The Missing Feedback Loop

Perplexed, you return to the comments. Surely, someone else must have noticed?
But scrolling through the thousands of replies, you find that almost everyone seems delighted. They praise the video, the visuals, the clarity of the explanation. A few isolated comments mention arriving at Otford, but they’re quickly lost in the noise.

You leave your own comment, pointing out that the route doesn’t reach Oxford — that the directions, however elegant, lead somewhere entirely different.

Silence. No reply from the creator. No acknowledgment from the audience.

And then it dawns on you: most people never actually made the journey. They watched the video, perhaps even started it, but they never tested it in the real world. The apparent “success” of the content is built entirely on engagement, not results.


When Engagement Becomes the Destination

At this point, the penny drops. The purpose of the video was never to get you to Oxford. The purpose was to get you to click.

“Oxford” was chosen because it’s a familiar, desirable destination. “Otford” wouldn’t draw nearly as many viewers. The headline was crafted not for truth but for traction — and in the modern social media economy, traction is the currency.

So the route may be wrong, the instructions misleading, and the promise unfulfilled — but the video performed. And that, in the metrics-driven world of online content, is what really matters.


The Excel Parallel

This phenomenon is not limited to travel guides. It’s visible across countless Excel tutorials, productivity videos, and so-called “modern Excel” masterclasses.

A creator might demonstrate how to build an “inventory system,” a “budget model,” or a “financial dashboard.” The video looks polished. The process appears simple. The end result seems powerful. The likes, comments, and views pile up.

But when someone with real-world responsibility — a finance manager, an FP&A analyst, a project accountant — actually follows the instructions and tries to deploy the technique at enterprise scale, they end up in Otford. The system collapses under volume, users, or version control.

And yet, the illusion of success remains — because the metric of success was never functional delivery. It was audience engagement.


The Social Media Mirage

We’ve built an entire ecosystem where “teaching” often means entertaining the algorithm, not empowering the learner.
The goal is not necessarily to get you where you need to go — but to keep you clicking, watching, and reacting.

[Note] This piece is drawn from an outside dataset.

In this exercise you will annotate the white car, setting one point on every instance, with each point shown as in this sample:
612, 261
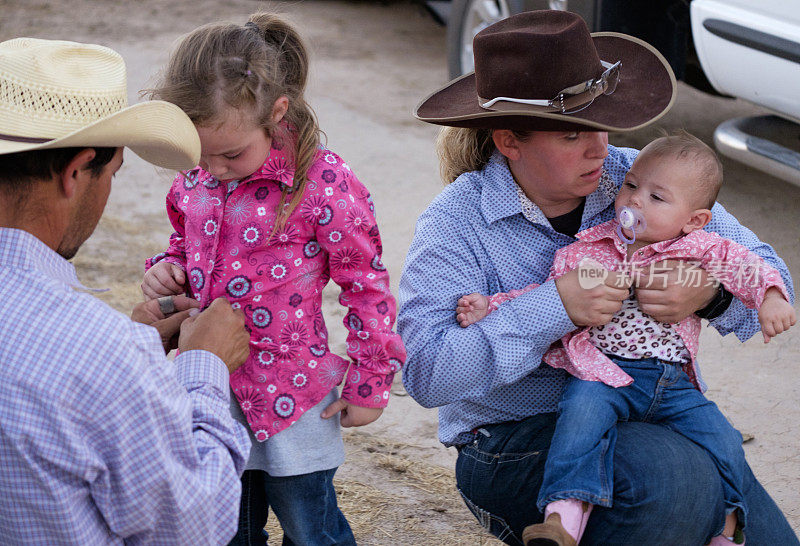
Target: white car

From a business point of view, this makes perfect sense. Engagement equals visibility; visibility equals sponsorship; sponsorship equals income. But from a learner’s point of view — especially one trying to achieve a specific, professional outcome — it’s a dangerous diversion.

If your goal is to reach Oxford — to build scalable, auditable, enterprise-grade systems that deliver real results — then following the social media satnav might not get you there. You’ll find yourself, instead, pleasantly stranded in Otford, surrounded by others admiring the scenery, unaware that the true destination lies elsewhere.


The Real Journey

The irony is that creating genuinely correct directions is not harder. It simply doesn’t generate as much noise. Accuracy and integrity rarely trend. But for those who truly intend to reach the real destination — whether that’s a robust financial model, a working consolidation engine, or an automated reporting architecture — the difference between Oxford and Otford is the difference between insight and illusion.

So perhaps the real lesson here is this:
If you actually intend to travel, don’t judge the map by how many people have admired it. Judge it by whether anyone has truly arrived.


Final Thought

Social media can show you the road to anywhere — but not necessarily to where you need to go.
Before you set off, ask yourself:

Are you travelling to Oxford — or are you just admiring the view to Otford?